For the long-term health of the institution it’s best to build an endowment to support recurring costs, so we continue to seek gifts that help endow scholarships, professorships and other important activities. Currently, however, we’re somewhat fortunate because our endowment contributes less to our overall operating budget than is the case for some of our peers. At Northwestern, only about 18 percent of our operating budget is funded by endowment earnings. By contrast, some peer universities rely on their endowments for upwards of 50 percent of their budgets. Relying less on the endowment and more on other revenue sources, particularly tuition, has been a disadvantage to us when endowments were earning high rates of return. But at a time when endowments are plunging in value and earnings dropping precipitously, the fact that we’re less dependent on the endowment for funding day-to-day operating expenses has actually made things more manageable.
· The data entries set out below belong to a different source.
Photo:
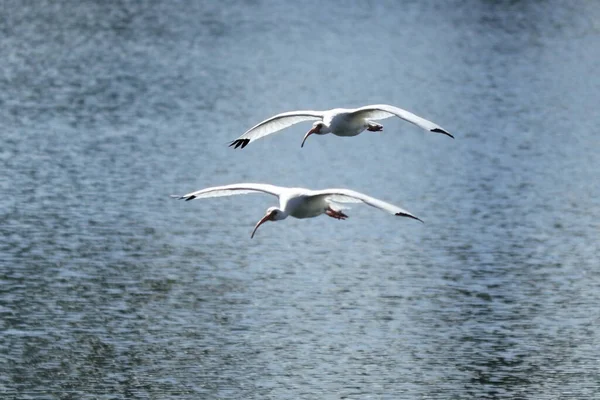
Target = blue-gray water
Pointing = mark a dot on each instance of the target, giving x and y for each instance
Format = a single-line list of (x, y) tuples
[(109, 289)]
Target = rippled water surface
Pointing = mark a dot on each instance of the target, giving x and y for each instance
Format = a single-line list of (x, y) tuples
[(109, 289)]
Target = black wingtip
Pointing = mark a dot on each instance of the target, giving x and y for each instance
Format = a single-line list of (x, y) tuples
[(440, 130), (239, 142), (409, 216)]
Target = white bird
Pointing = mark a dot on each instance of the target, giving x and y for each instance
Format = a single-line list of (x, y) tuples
[(339, 121), (298, 202)]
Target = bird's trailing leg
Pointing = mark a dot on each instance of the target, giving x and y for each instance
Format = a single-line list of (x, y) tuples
[(335, 214), (374, 126)]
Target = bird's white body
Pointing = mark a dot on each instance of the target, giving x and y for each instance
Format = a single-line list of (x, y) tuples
[(339, 121), (299, 202), (343, 122)]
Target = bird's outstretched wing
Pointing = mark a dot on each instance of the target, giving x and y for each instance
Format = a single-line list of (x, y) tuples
[(350, 196), (383, 111), (275, 124), (231, 190)]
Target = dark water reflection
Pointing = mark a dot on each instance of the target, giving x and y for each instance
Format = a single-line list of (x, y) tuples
[(111, 290)]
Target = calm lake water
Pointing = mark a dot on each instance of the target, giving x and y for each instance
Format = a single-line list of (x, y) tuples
[(109, 289)]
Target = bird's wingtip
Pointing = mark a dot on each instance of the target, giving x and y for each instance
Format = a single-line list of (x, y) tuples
[(440, 130), (239, 142), (186, 198), (401, 214)]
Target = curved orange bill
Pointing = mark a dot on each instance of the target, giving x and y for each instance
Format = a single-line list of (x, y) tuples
[(259, 223), (313, 130)]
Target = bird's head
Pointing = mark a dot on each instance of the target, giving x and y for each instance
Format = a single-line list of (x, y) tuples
[(319, 128), (272, 214)]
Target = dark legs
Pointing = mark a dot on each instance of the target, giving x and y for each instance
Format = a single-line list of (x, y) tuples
[(374, 127), (335, 214)]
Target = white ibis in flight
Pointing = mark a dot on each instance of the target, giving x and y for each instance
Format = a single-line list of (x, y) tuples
[(339, 121), (299, 202)]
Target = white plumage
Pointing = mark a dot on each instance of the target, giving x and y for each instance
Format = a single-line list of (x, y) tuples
[(299, 202), (339, 121)]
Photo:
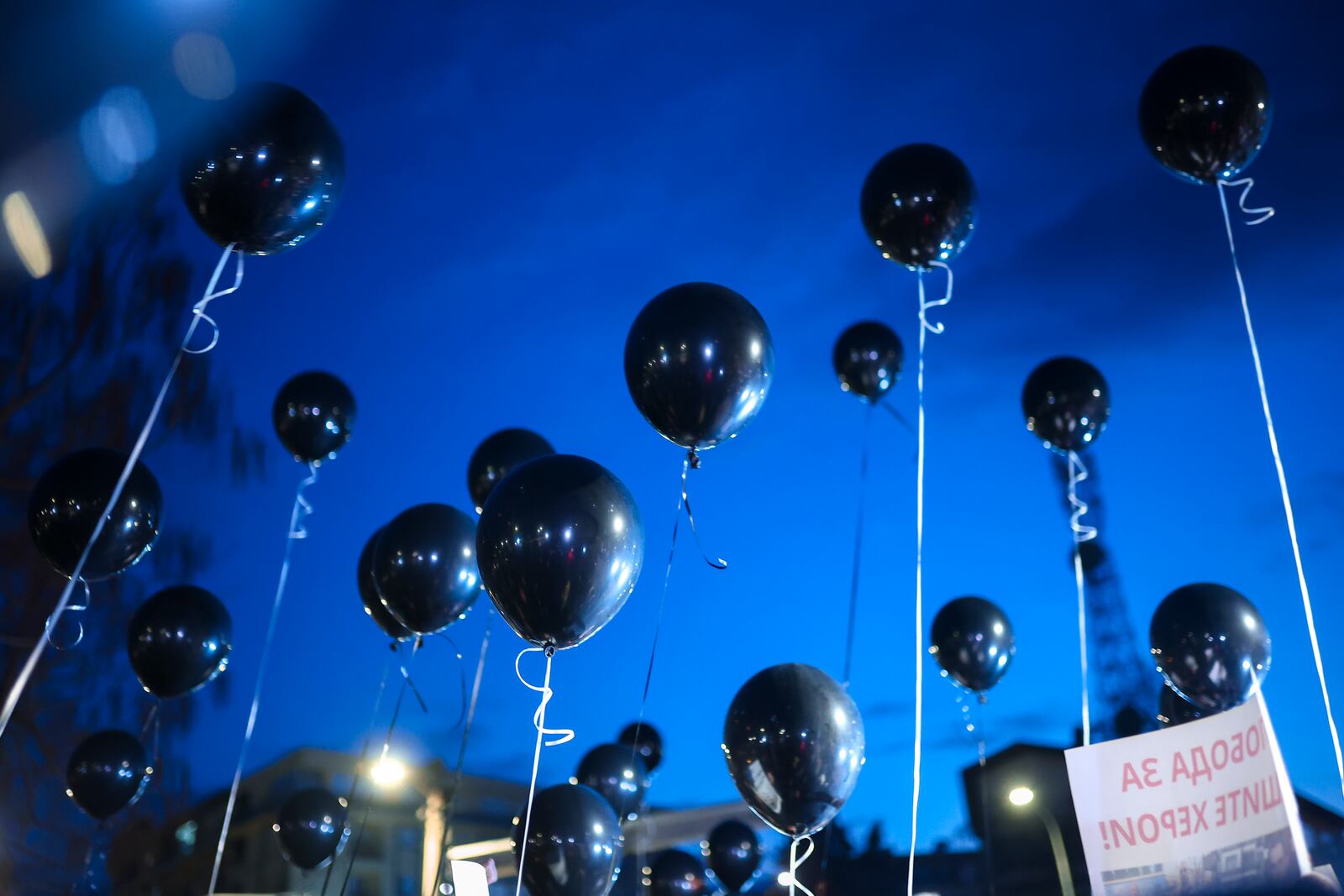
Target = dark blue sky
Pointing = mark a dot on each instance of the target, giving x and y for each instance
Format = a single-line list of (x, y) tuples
[(521, 181)]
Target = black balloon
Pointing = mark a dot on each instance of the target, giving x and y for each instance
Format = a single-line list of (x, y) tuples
[(793, 741), (561, 544), (107, 773), (1173, 710), (312, 828), (645, 741), (1211, 644), (66, 503), (265, 170), (179, 640), (734, 853), (699, 363), (974, 642), (313, 414), (1205, 113), (369, 594), (1066, 403), (425, 567), (620, 775), (496, 456), (678, 873), (920, 206), (867, 359), (575, 842)]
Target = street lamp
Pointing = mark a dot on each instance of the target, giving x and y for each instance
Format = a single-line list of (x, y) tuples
[(1021, 797), (389, 774)]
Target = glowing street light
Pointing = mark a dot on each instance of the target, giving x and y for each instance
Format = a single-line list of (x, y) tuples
[(1023, 797), (387, 773)]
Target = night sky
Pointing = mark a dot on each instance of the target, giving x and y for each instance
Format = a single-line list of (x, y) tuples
[(521, 181)]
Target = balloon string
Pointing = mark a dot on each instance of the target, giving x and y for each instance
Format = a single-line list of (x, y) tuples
[(796, 862), (1278, 461), (71, 607), (1079, 473), (925, 328), (984, 801), (858, 544), (363, 752), (17, 689), (300, 510), (87, 862), (1263, 212), (461, 755), (382, 757), (539, 721), (461, 681), (692, 461)]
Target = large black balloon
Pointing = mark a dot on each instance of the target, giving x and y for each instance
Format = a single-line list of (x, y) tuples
[(496, 456), (312, 828), (179, 640), (1066, 403), (734, 853), (1205, 113), (265, 170), (1173, 710), (561, 544), (793, 741), (620, 775), (645, 741), (575, 842), (313, 414), (1211, 644), (107, 773), (425, 567), (974, 642), (920, 206), (678, 873), (65, 506), (369, 594), (699, 363), (867, 359)]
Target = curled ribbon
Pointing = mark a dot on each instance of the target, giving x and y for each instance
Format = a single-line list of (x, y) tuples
[(542, 731), (925, 328), (198, 311), (796, 862), (925, 305), (1247, 183), (692, 459), (539, 716), (71, 607), (1079, 473), (20, 683), (302, 508), (1289, 519)]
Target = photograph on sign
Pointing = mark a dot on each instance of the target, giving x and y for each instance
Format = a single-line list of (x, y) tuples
[(1205, 806)]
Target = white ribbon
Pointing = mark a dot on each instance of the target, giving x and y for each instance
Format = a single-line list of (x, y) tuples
[(71, 607), (198, 315), (1077, 473), (796, 862), (1247, 183), (297, 513), (542, 731), (925, 327)]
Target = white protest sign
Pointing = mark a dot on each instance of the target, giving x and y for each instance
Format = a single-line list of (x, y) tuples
[(1206, 804)]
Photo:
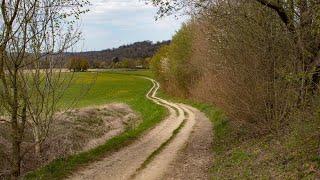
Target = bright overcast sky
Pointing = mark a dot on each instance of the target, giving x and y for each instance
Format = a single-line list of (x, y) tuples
[(111, 23)]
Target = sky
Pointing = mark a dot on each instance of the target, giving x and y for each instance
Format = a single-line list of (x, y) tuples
[(112, 23)]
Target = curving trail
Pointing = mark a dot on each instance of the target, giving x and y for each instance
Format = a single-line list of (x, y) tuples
[(176, 141)]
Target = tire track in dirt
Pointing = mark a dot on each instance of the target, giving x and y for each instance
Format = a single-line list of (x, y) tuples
[(127, 162)]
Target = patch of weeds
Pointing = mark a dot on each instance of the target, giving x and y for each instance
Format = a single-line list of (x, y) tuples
[(238, 156)]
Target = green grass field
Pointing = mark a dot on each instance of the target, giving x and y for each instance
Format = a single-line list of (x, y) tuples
[(108, 87)]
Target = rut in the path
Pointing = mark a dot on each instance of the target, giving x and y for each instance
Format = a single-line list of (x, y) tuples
[(131, 162)]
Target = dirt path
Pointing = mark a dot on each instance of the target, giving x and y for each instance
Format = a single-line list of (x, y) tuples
[(162, 152)]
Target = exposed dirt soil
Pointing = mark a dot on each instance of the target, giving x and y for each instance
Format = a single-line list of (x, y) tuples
[(185, 156)]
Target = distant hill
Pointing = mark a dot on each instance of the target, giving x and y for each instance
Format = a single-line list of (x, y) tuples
[(137, 50)]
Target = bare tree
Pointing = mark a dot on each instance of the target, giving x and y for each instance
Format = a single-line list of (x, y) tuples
[(33, 35)]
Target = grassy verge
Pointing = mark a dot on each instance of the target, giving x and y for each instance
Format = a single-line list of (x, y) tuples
[(109, 87)]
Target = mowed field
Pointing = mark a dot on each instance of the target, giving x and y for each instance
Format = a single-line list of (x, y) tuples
[(98, 88)]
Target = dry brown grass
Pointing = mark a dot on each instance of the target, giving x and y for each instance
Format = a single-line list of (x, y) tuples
[(72, 132)]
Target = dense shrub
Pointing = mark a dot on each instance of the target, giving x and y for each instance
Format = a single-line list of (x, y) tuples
[(242, 58)]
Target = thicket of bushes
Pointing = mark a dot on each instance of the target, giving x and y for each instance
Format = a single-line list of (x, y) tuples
[(242, 58)]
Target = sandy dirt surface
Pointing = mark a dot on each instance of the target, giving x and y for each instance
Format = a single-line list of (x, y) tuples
[(187, 146)]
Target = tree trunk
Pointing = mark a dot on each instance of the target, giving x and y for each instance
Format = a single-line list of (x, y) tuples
[(16, 141), (36, 135)]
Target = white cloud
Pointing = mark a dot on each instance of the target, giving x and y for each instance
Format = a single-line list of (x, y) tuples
[(111, 23)]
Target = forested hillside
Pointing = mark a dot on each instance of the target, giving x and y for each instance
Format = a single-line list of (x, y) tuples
[(257, 61), (135, 51)]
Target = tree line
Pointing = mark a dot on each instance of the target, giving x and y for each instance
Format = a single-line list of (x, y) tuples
[(258, 61)]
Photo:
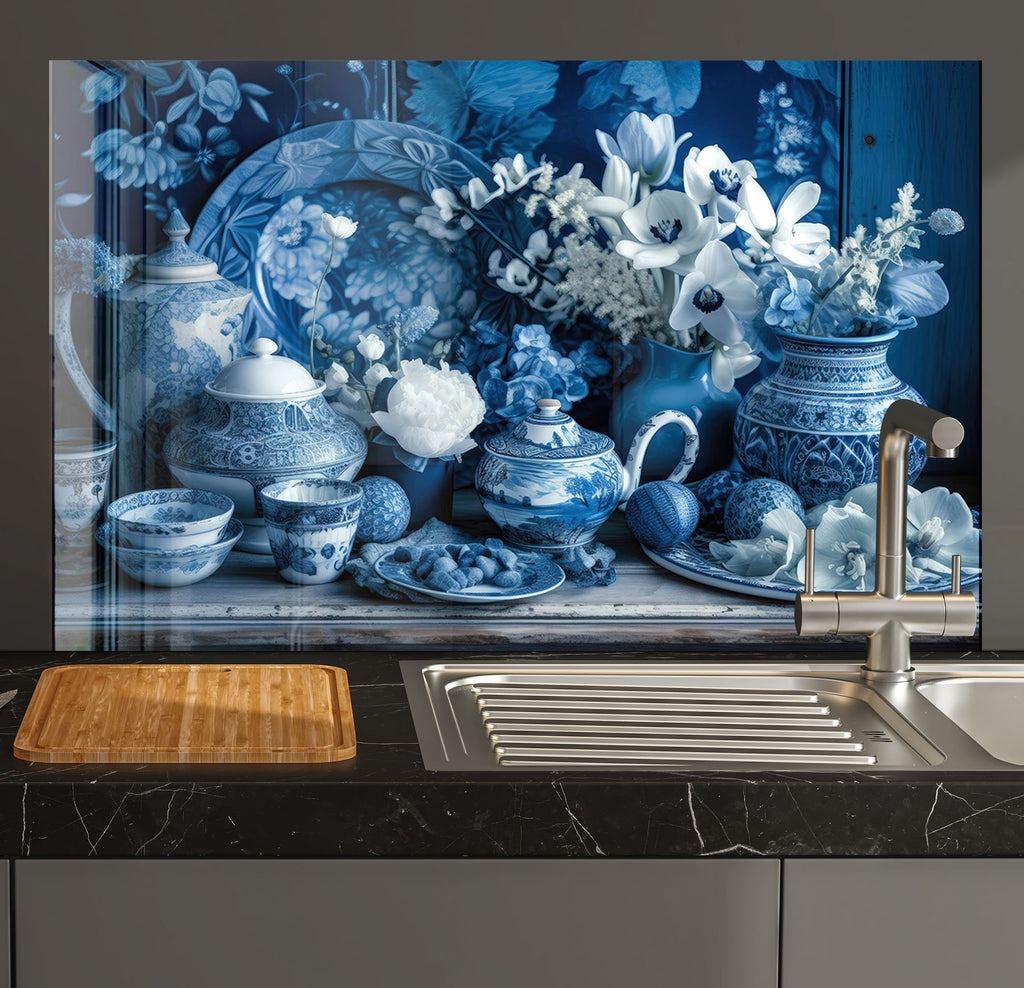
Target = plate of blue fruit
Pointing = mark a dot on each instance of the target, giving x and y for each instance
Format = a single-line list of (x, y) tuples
[(488, 572)]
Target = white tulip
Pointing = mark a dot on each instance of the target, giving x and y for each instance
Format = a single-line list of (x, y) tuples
[(375, 374), (371, 346), (338, 226)]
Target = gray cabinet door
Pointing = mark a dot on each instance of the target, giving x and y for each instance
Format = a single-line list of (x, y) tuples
[(4, 925), (944, 924), (391, 924)]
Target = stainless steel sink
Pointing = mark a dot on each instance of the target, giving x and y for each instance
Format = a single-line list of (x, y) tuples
[(989, 710), (607, 716)]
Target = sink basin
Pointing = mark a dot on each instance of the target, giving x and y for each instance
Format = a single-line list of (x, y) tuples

Nevertheless, Northwestern, like many other institutions, has had to work hard to maintain sufficient operating cash. We have been able to do so through careful management of our resources and borrowing at favorable rates (the key rating agencies, Moody’s, Standard & Poor’s and Fitch, confirmed their Aaa ratings on a recent University bond offering). We have also secured additional lines of credit as a backstop in case these financial pressures continue.
Alumni, parents and friends continue to provide philanthropic support to the University, although we do not expect our fundraising efforts to result in the level of success we’ve experienced in recent years. Philanthropy is declining across the country; at Northwestern it has declined slightly in the first half of our fiscal year. Our hope is that our supporters will continue to make the University a priority during this period.
Applications for admission are up in almost all undergraduate, graduate and professional schools – but that isn’t likely to translate into additional tuition revenue. We simply do not have the capacity in most of our programs to add students, nor do we want to do so, as it would change the nature of a Northwestern education. In addition, we expect that both the number of students needing financial aid, and the amount of assistance they will require are likely to increase. That’s why we’re planning the 10 percent increase in our undergraduate financial aid budget next year, along with increases in aid for other programs. The increase in applications means that we are attracting some of the best students in the country, thereby demonstrating that, even in difficult economic times, the value of a Northwestern degree remains high.
The major economic upheaval that we’re now experiencing understandably creates feelings of uneasiness. We cannot control the economic forces that are now sweeping the world. But we can consider thoughtfully the potential impacts of those forces and plan appropriately. I assure you that we’re doing just that. In its 158-year history, Northwestern University has weathered some very difficult economic times, from the lean years following its founding to the dot-com bust and aftermath of 9/11 earlier this decade. Through all of those times, the University has remained a citadel of teaching, research and scholarship. With prudent financial management and your assistance, I am confident that Northwestern will continue to be a leader in the academic community and a financially secure institution.